Il était blanc comme un sous-produit laitier, mais du coup il devient plus bleuté que de la porcelaine de Delft.
Le voilà qui se lève et qui articule du bout de son bridge :
— Monsieur le commissaire, je ne répondrai plus à vos questions, vous pouvez me faire arrêter si bon vous semble. J’aurai au moins recours à un avocat !
Mon palpitant joue un solo de castagnettes dans ma poitrine.
Par moments, il se fait sous ma coupole de brèves explosions qui s’achèvent en myriades d’étincelles. C’est joli, mais douloureux. Bonté ! vivement mes toiles que je me mette un peu sur la voie de garage !
— Asseyez-vous, Aquoix !
— Non !
— Asseyez-vous, tonnerre de m… !
Dompté, il pose son dargif maigrichon sur une chaise dépaillée.
— Et, maintenant, parlez-moi de votre belle-fille, pour changer.
Ça la lui coupe comme avec un sécateur. Voilà des paroles qui valent de l’or. Ça me rappelle la péripatéticienne qui se faisait douiller chérot sous prétexte qu’elle avait une dent branlante.
Il manque d’air, Aquoix ! L’homme-grenouille qui fait un accroc à sa combinaison doit pousser cette frime dans le monde du silence !
— Ma belle-fille !
Je ricane :
— Vous n’allez pas m’affirmer aussi que la jeune personne qui vit chez vous est votre belle-fille, non ?
Cette fois, ça lui échappe :
— Comment savez-vous… ?
Je le tiens ! Il est à moi, le bilieux ! Comme c’est une journée placée sous le haut patronage des PTT, mon bignou remet ça. Je décroche. C’est Lavoine.
— Ah ! patron… Je n’arrivais pas à obtenir la communication avec Paris… C’est fou, la banlieue… Fernand Raynaud a raison, vous savez, il vaut mieux faire passer par New York pour avoir Asnières !
— Au fait ! Je suis pressé, tranché-je.
— Bon. J’ai vu plusieurs personnes. Pas d’erreur, la photo est bien celle de Mlle Planqueblé !

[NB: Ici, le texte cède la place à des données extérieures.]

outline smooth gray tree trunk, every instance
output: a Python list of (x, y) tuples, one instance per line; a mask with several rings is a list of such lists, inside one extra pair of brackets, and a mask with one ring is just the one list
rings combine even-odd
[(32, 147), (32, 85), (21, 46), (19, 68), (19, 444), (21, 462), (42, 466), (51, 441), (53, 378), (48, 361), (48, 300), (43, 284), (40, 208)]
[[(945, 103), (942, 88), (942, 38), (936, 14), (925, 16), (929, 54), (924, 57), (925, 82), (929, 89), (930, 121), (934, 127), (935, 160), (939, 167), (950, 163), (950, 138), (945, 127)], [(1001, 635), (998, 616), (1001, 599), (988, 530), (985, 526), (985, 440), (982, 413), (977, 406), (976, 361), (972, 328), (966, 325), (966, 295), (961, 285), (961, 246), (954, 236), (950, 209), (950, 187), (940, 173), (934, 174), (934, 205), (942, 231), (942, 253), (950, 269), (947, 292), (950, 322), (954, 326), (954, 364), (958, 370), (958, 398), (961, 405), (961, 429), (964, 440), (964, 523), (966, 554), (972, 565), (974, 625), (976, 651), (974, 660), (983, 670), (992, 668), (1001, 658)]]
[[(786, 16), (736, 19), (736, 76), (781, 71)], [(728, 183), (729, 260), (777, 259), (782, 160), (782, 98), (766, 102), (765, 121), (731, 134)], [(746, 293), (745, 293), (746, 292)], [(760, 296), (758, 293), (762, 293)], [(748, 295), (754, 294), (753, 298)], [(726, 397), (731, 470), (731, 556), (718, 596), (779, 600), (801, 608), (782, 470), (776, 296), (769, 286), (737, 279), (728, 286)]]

Je me demande tout à coup si je ne suis pas le jouet d’un rêve (ce qui vaut mieux que d’être celui d’un enfant brise-tout !). Comment ! Voilà l’Aquoix qui s’affale, il reconnaît que la donzelle photographiée par moi n’est pas sa belle-fille. Et l’autre tronche d’alose me tube pour m’affirmer le contraire !
— Tu charries ou quoi ?
— Mais non, patron. C’est officiel. Tous les gens que j’ai interviewés sont formels…
— Ça va, merci…
Le filet de bave de ma stupeur coule aux commissures des lèvres de mon amertume. Je dépose le combiné sur sa fourche comme un grigou dépose un lingot d’or dans son coffre. Heureusement qu’Aquoix est plus troublé que moi ; il ne s’aperçoit pas de mon trouble.
—
Je reste abruti, le nez froncé, la bouche ouverte, le regard comme deux cerises gâtées.